第20話「二葉のお尋ね」

 新奈の気持ちを聞いた日の夜、私、二葉は部屋で勉強をしていた……が、どうも集中できない。一旦ペンを置いて、ボーっと考え事をしてみる。


(そっか、新奈は一斗のことが好き……と。あの二人も楽しい話してるんだろうな。まぁ、姉としては弟にいい人ができるのはいいことだと思うというか……)


 今までずっと一緒にいた弟を、好きになった人が現れたのだ。以前一斗に、「彼女が出来たら紹介してね」と言っていたが、紹介されるまでもなかった。私の友達だ。

 

 弟としての一斗は、なんだか生意気で、私のことも姉だと思っていないところがあるが、一人の男の子としての一斗は、爽やかでなんだかカッコいいというか、なんというか……そんなことを考えるのもちょっと恥ずかしいのだが。


(まぁ、新奈の気持ちは応援するとして、一斗が新奈をどう思っているかだよなぁ……うーん、訊くのはなかなか難しいというか)


 コンコン。


 その時、私の部屋の扉をノックする音が聞こえた。「はい」と言うと、その一斗が入ってきた。

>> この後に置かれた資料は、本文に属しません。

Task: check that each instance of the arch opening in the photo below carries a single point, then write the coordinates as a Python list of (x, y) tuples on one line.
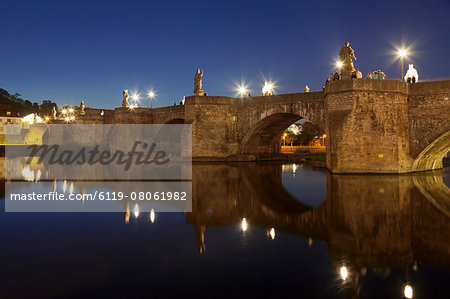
[(263, 138), (175, 121), (282, 133), (433, 155)]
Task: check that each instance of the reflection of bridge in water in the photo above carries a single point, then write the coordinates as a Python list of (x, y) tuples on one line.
[(368, 221), (374, 221)]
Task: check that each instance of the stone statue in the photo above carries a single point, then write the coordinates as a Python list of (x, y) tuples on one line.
[(411, 75), (198, 91), (54, 112), (82, 112), (125, 103), (345, 56)]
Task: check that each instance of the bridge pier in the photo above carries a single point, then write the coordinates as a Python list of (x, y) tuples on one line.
[(373, 126)]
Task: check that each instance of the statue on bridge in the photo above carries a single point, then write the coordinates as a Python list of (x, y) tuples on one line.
[(346, 54), (198, 91), (82, 112), (125, 103)]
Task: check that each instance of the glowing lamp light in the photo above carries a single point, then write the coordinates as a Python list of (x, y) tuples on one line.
[(272, 233), (268, 88), (408, 291), (136, 211), (135, 96), (244, 224), (242, 90), (343, 272), (152, 216), (151, 94)]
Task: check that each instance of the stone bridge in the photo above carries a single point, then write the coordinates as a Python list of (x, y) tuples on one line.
[(399, 225), (372, 126)]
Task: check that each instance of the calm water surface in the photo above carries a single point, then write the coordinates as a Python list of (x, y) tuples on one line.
[(306, 234)]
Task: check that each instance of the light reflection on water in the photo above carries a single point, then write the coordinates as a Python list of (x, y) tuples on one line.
[(256, 230)]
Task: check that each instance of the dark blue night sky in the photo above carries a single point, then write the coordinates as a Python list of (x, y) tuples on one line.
[(66, 51)]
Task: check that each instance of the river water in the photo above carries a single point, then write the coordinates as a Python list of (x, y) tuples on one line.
[(262, 230)]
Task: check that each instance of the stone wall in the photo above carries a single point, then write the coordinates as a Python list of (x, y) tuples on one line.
[(429, 120), (367, 126), (378, 126)]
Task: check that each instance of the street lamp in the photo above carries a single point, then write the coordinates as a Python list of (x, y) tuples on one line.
[(242, 91), (408, 291), (135, 96), (402, 53), (339, 65), (267, 89), (151, 94)]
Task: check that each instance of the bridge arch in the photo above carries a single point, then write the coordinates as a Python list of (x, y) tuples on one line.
[(175, 121), (431, 157), (264, 137)]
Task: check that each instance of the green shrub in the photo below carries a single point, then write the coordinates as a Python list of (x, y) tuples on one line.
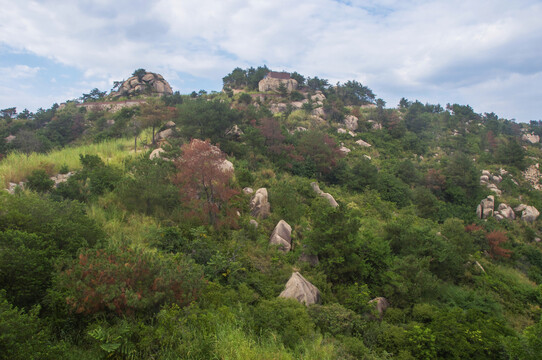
[(286, 318), (335, 319), (39, 181), (126, 281)]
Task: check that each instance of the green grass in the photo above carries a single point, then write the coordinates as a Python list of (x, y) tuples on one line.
[(17, 166)]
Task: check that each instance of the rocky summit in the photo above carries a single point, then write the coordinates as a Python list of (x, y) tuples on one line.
[(148, 84)]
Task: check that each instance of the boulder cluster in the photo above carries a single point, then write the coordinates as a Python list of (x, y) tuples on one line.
[(150, 83), (492, 180), (486, 209)]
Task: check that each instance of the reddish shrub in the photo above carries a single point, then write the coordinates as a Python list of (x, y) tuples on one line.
[(126, 281)]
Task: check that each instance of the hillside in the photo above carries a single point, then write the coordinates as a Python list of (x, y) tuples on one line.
[(282, 218)]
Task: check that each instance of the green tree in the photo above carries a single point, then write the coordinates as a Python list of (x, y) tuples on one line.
[(205, 119)]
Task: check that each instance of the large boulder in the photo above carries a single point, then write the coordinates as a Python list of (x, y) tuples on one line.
[(530, 214), (532, 138), (486, 207), (155, 154), (301, 289), (148, 84), (363, 143), (282, 236), (259, 204), (351, 122), (326, 196)]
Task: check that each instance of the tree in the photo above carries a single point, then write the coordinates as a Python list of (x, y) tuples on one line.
[(139, 73), (8, 114), (204, 181), (127, 281), (94, 95), (153, 113), (354, 93), (205, 119)]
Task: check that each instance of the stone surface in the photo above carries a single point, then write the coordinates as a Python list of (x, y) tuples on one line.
[(155, 154), (380, 305), (531, 138), (301, 289), (351, 122), (326, 196), (530, 214), (278, 108), (149, 84), (486, 207), (506, 212), (532, 175), (282, 236), (259, 204), (272, 84), (363, 143), (308, 258), (165, 134)]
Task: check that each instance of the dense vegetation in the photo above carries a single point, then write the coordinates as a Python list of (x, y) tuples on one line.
[(133, 257)]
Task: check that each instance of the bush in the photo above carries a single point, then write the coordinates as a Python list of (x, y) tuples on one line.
[(286, 318), (22, 335), (335, 319), (126, 281)]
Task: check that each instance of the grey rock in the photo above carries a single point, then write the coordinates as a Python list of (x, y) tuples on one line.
[(301, 289), (282, 236), (259, 204)]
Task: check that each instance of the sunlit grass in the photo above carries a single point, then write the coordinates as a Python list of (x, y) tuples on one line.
[(17, 166)]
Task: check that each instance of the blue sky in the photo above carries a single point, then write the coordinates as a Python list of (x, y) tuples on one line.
[(485, 53)]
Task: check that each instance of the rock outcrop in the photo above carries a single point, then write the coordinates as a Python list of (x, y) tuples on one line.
[(155, 154), (532, 175), (301, 289), (363, 143), (282, 236), (531, 138), (326, 196), (504, 211), (149, 84), (486, 207), (259, 204)]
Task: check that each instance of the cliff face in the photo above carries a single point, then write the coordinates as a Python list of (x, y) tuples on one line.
[(150, 83)]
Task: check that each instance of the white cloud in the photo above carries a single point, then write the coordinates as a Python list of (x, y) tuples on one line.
[(403, 48), (18, 72)]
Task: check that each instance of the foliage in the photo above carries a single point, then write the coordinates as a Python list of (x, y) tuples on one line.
[(204, 183), (127, 281), (24, 336), (205, 119), (39, 181)]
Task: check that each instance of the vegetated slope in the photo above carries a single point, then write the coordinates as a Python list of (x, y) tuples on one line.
[(243, 199)]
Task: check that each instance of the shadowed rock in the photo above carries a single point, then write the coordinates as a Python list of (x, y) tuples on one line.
[(301, 289)]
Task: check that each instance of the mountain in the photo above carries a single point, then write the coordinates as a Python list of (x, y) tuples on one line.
[(308, 220)]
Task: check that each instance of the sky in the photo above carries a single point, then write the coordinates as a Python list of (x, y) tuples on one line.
[(484, 53)]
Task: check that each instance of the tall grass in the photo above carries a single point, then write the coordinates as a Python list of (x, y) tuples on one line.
[(17, 166)]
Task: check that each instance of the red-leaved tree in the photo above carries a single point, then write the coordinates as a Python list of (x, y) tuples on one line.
[(126, 281), (204, 179)]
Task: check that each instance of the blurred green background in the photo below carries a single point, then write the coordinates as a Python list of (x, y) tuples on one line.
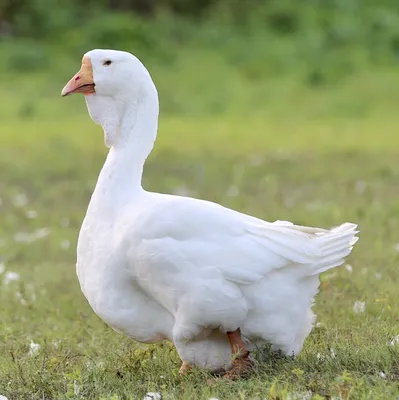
[(280, 109)]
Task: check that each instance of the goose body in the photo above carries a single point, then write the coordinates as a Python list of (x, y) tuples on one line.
[(157, 266)]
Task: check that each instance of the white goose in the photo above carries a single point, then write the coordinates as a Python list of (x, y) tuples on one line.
[(156, 266)]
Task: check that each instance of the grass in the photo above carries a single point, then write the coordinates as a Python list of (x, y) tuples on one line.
[(316, 157)]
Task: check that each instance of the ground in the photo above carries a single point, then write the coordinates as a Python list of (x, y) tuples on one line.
[(305, 159)]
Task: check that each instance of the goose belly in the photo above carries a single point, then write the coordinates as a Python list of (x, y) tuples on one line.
[(118, 300)]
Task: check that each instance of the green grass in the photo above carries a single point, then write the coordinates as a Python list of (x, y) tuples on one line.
[(278, 151)]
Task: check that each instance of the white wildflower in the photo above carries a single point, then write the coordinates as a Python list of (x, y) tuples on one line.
[(359, 307), (33, 348), (31, 214), (10, 276), (153, 396), (64, 222), (65, 244), (76, 388), (20, 200), (349, 268), (394, 341), (21, 298)]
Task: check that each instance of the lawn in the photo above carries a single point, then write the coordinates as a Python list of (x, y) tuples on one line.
[(313, 156)]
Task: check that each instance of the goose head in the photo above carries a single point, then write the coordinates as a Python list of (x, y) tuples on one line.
[(117, 87)]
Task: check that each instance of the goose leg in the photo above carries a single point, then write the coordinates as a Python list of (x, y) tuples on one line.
[(241, 364)]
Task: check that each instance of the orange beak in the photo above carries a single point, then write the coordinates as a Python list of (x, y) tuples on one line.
[(82, 82)]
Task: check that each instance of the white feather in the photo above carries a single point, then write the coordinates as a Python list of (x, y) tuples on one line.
[(157, 266)]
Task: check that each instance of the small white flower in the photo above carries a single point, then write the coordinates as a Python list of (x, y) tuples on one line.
[(394, 341), (20, 297), (31, 214), (349, 268), (76, 388), (10, 276), (359, 307), (65, 244), (153, 396), (20, 200), (332, 352), (33, 348), (233, 191)]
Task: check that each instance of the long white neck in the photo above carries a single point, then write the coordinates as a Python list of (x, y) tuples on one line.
[(130, 129)]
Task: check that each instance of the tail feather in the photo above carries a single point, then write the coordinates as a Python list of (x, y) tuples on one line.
[(335, 245)]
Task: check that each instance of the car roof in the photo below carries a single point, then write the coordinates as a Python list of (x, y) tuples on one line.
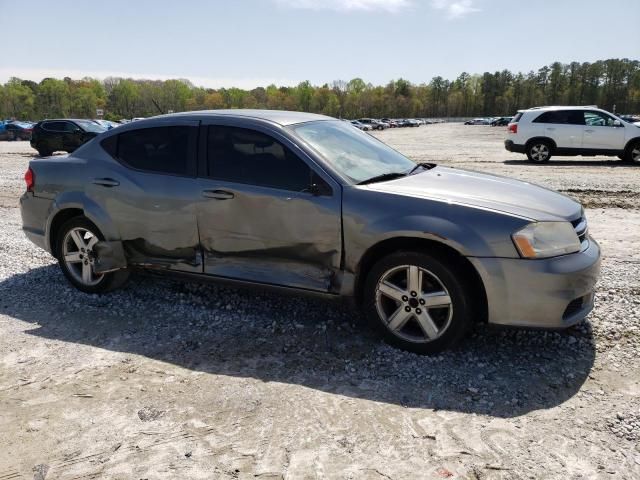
[(66, 120), (561, 107), (281, 117)]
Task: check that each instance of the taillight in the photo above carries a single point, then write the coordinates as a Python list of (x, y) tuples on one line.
[(30, 179)]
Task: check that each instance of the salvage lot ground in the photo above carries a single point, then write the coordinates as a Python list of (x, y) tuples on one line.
[(171, 380)]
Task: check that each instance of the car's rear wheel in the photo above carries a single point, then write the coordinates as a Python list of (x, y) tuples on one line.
[(539, 151), (633, 153), (76, 256), (417, 302)]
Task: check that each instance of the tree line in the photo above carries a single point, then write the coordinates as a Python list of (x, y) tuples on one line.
[(610, 84)]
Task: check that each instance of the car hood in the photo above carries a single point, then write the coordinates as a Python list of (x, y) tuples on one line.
[(484, 191)]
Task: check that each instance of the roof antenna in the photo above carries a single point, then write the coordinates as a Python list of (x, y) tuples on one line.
[(157, 106)]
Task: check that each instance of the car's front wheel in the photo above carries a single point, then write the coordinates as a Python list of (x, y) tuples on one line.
[(539, 151), (75, 252), (417, 302)]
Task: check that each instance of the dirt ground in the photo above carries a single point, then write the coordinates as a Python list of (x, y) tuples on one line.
[(166, 379)]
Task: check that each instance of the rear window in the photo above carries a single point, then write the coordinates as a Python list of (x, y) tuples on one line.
[(158, 149), (561, 117)]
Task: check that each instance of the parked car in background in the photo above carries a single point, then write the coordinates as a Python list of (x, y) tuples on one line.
[(501, 121), (374, 124), (542, 132), (63, 135), (409, 122), (305, 202), (361, 126), (631, 119), (15, 130), (108, 124), (478, 121)]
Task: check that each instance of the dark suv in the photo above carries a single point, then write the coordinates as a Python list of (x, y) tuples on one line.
[(52, 135)]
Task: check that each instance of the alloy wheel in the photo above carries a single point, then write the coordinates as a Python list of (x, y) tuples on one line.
[(540, 152), (79, 256), (413, 303)]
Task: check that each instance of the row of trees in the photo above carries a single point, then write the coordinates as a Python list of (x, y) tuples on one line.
[(607, 83)]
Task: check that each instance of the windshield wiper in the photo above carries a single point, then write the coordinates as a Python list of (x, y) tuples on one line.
[(426, 166), (383, 177)]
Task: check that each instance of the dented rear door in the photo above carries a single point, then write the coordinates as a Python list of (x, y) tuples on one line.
[(151, 194), (259, 218)]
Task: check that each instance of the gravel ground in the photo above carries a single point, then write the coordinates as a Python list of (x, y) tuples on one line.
[(166, 379)]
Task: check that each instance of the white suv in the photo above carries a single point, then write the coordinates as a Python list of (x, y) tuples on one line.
[(541, 132)]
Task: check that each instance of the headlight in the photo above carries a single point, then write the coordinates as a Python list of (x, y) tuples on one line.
[(546, 239)]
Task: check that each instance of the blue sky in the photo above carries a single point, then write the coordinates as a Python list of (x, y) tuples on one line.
[(249, 43)]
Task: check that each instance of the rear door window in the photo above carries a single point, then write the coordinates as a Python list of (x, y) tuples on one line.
[(598, 119), (250, 157), (168, 150)]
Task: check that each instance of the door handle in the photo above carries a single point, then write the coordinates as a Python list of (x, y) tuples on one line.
[(217, 194), (106, 182)]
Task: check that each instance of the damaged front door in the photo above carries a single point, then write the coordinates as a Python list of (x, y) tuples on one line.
[(265, 215), (151, 194)]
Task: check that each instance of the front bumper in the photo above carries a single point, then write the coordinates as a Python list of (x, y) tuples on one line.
[(513, 147), (547, 293)]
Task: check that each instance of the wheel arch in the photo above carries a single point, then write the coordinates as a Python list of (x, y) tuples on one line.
[(72, 204), (630, 143), (541, 138), (57, 221), (441, 250)]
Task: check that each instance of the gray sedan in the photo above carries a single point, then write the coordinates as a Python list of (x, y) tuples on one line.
[(304, 202)]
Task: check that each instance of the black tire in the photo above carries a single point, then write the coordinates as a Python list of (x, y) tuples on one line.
[(453, 324), (105, 282), (632, 153), (539, 151)]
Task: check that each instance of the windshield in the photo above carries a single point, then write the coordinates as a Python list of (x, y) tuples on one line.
[(354, 154), (90, 126)]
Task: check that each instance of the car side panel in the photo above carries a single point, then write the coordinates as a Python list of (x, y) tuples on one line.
[(372, 217)]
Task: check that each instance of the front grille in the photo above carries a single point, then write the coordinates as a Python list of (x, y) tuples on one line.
[(582, 230)]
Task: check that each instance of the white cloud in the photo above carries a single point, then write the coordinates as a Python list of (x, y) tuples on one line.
[(37, 74), (348, 5), (455, 8)]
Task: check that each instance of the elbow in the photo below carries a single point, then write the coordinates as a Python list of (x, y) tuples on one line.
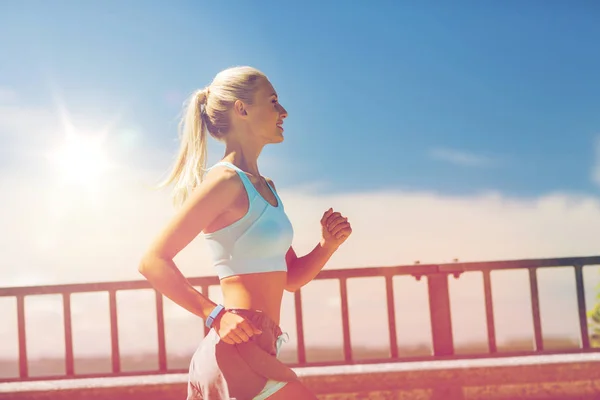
[(291, 287), (147, 266)]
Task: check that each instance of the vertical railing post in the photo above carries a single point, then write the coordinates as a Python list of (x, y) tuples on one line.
[(69, 359), (23, 364), (439, 311), (300, 327), (583, 327)]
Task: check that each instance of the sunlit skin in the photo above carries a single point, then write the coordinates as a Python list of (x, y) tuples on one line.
[(220, 200), (262, 123)]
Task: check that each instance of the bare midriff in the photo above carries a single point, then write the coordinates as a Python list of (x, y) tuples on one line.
[(260, 291)]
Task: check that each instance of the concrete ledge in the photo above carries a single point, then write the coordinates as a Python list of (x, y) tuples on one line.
[(533, 377)]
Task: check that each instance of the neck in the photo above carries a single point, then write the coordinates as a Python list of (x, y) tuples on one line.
[(244, 156)]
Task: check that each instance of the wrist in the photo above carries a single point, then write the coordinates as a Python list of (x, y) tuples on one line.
[(214, 315)]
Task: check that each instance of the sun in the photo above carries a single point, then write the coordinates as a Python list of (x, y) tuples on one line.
[(80, 159)]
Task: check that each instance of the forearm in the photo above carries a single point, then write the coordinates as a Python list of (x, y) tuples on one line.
[(305, 269), (165, 277)]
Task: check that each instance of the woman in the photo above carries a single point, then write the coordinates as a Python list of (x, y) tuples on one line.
[(249, 236)]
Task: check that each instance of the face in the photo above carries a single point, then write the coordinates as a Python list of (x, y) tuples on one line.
[(266, 115)]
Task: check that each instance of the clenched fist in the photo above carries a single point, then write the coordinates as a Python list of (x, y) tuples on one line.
[(335, 229)]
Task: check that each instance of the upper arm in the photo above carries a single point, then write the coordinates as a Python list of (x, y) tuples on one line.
[(291, 255), (206, 202)]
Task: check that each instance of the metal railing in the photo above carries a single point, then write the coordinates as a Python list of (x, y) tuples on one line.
[(439, 305)]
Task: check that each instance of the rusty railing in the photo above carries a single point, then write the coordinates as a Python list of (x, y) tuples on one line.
[(439, 304)]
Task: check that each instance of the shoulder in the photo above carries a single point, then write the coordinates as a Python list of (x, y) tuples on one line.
[(218, 183), (270, 182)]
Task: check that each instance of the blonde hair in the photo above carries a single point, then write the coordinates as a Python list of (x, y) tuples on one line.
[(207, 109)]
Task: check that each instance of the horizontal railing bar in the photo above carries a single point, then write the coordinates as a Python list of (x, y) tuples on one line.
[(386, 360), (380, 271), (519, 264)]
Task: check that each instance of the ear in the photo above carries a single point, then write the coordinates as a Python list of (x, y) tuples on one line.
[(240, 108)]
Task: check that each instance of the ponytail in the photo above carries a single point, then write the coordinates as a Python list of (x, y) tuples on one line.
[(190, 165)]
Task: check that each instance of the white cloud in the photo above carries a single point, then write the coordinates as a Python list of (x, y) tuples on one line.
[(59, 234), (461, 158)]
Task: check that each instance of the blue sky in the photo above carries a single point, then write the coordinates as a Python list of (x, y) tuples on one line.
[(452, 99), (466, 130)]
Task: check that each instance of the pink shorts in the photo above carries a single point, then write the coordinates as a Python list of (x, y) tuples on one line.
[(220, 371)]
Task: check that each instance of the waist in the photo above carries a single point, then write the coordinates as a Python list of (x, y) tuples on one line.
[(259, 291), (226, 267)]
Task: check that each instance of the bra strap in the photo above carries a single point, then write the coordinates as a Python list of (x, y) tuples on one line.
[(245, 180)]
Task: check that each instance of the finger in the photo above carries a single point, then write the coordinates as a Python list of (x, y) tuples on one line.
[(242, 334), (234, 337), (247, 328), (326, 215), (339, 227), (332, 218), (344, 233), (336, 222), (227, 340)]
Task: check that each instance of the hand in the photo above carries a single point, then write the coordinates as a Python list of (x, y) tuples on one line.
[(335, 229), (233, 328)]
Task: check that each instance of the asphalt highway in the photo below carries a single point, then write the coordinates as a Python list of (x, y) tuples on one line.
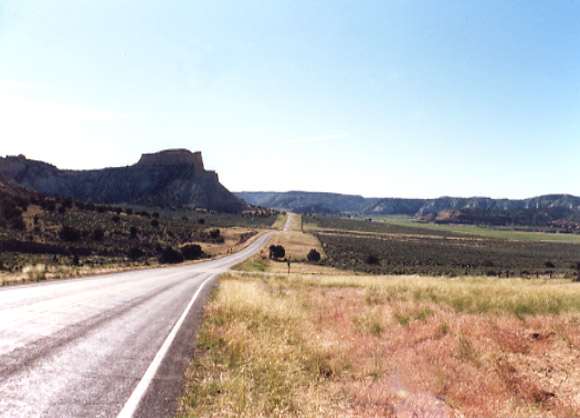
[(104, 346)]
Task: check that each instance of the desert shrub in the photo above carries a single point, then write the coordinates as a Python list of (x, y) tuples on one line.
[(98, 234), (313, 256), (191, 251), (170, 256), (135, 253), (372, 259), (277, 252), (67, 203), (18, 223), (70, 234)]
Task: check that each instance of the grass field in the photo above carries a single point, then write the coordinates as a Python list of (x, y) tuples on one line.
[(405, 226), (403, 247), (51, 238), (323, 342), (363, 346)]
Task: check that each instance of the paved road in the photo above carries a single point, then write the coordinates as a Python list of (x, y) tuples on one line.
[(81, 347), (288, 220)]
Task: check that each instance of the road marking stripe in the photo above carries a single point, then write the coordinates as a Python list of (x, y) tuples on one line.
[(133, 401)]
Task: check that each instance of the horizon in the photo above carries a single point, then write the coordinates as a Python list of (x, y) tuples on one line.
[(399, 98), (312, 191)]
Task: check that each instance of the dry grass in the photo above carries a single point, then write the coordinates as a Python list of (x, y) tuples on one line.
[(383, 346), (297, 246), (231, 242)]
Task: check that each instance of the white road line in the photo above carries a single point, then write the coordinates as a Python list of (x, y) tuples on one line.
[(133, 401)]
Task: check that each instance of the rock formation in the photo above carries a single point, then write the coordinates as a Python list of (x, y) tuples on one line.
[(171, 178)]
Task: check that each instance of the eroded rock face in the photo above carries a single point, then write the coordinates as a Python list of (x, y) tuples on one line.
[(172, 157), (171, 178)]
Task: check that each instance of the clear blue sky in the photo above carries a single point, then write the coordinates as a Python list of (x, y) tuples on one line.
[(379, 98)]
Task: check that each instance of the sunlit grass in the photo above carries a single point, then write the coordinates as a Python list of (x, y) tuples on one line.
[(470, 294), (298, 345)]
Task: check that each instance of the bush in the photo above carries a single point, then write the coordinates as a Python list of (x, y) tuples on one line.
[(277, 252), (98, 234), (135, 253), (372, 259), (18, 223), (191, 251), (313, 256), (70, 233), (170, 256)]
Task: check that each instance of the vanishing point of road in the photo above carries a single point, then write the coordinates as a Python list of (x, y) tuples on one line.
[(104, 346)]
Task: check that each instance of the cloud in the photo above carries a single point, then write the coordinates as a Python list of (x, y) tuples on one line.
[(15, 85), (317, 139)]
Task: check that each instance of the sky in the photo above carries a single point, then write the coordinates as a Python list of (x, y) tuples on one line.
[(390, 98)]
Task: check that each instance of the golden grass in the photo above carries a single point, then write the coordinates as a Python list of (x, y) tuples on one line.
[(280, 222), (231, 242), (386, 346), (297, 245)]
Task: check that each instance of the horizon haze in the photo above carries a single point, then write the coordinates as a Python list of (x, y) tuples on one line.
[(397, 98)]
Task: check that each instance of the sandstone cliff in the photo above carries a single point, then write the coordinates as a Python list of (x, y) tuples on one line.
[(171, 178)]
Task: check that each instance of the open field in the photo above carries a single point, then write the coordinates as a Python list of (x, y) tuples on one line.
[(324, 346), (43, 238), (323, 342), (395, 225), (396, 247)]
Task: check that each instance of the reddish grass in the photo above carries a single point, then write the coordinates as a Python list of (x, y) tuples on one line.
[(474, 365)]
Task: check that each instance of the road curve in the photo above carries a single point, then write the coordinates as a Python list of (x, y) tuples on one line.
[(288, 220), (80, 347)]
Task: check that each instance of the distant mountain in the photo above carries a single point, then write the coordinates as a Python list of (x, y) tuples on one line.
[(170, 178), (561, 211), (424, 207), (308, 202)]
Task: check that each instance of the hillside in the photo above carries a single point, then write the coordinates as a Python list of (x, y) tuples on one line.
[(308, 202), (167, 179), (423, 207)]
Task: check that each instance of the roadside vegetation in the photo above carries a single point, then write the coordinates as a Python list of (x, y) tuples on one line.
[(405, 248), (323, 341), (43, 238)]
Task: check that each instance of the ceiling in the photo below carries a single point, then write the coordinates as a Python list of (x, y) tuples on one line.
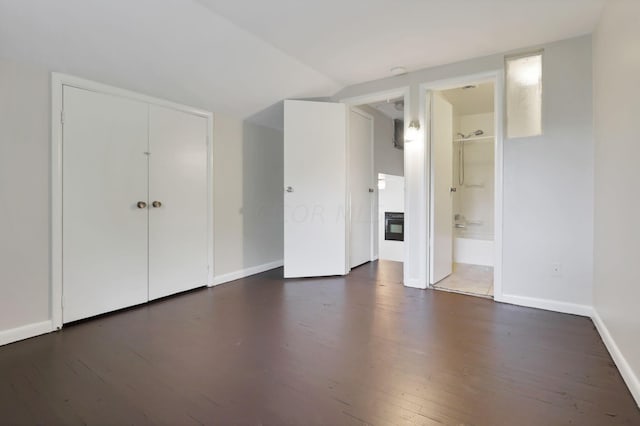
[(242, 57), (353, 41), (475, 100)]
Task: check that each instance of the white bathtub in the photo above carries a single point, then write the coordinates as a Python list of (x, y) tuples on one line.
[(473, 248)]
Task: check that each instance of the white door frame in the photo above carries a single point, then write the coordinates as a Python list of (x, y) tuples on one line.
[(497, 78), (370, 98), (59, 80), (372, 209)]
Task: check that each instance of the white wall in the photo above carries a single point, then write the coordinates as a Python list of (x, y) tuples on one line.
[(390, 199), (24, 195), (248, 172), (617, 205), (387, 159), (248, 196), (548, 180)]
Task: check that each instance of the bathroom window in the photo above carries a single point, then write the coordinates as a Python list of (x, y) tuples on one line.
[(524, 95)]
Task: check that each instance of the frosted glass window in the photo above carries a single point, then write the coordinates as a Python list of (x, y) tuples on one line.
[(524, 96)]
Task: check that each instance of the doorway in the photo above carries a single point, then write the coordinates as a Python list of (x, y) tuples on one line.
[(332, 156), (465, 181), (387, 172)]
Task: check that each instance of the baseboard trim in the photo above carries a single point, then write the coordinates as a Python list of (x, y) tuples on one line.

「なぁ二葉、この前洸太に借りた漫画、最新刊が出たらしくて借りたんだけど読むか……って、勉強してたのか?」

「あ、ああ、ちょっと休憩してた。うんうん、読むー!」


 一斗が私に漫画を渡した。そして部屋を出て行こうとするので、


「あ、い、一斗、ちょっと待って」


 と、私は一斗を呼び止めた。


「ん? どうした?」

「あ、い、いや、ちょっとお話したいなーと思って……一斗は暇?」

「まぁ、特にやることもなかったけど……って、二葉は勉強が途中なんじゃないのか?」

「い、いや、大丈夫、ちょっとそこに座って」


 一斗がテーブルの前に座った。私も机からそちらに移動する。


「で? お話ってなんだ?」

「あ、それが、あの、その……」


 私はなかなか話を切り出すことができなかった。一斗が新奈のことをどう思っているか、それが訊きたいのに。


「……二葉、何か隠してるだろ」

「え!? い、いや、そんなことないよ」

「そうかなぁ、そうやってハッキリ言わない時は、何か隠してるんだよな」


 そう言って一斗が私の目を見てくる。う、うう、心の中を読まれているのか? それはないよな……。


「……あ、あのさ、新奈と、楽しい話できてる?」

「ん? ああ、RINEではよく話してるけど……」

「そ、そっか、どんな話?」

「まぁ、学校のこととか、お互いの趣味の話とか……あれ? 前も言った気がするな」

「そ、そうなんだねー、まぁ、一斗も私以外の女の子とRINEできるようになったんだね」

「おいおい、俺も友達くらいいるからな。でも訊きたいことってそれじゃないだろ」

「え!? い、いや、一斗と新奈が楽しくやってるかなーって気になってたから……」

「……ふーん、まぁ、楽しいといえば楽しい……かな。この前のデートではなんか近かったけど、俺の気のせいか……?」


 一斗の頭の上にハテナが浮かんでいそうだった。よ、よしと思って、思い切って訊くことにした。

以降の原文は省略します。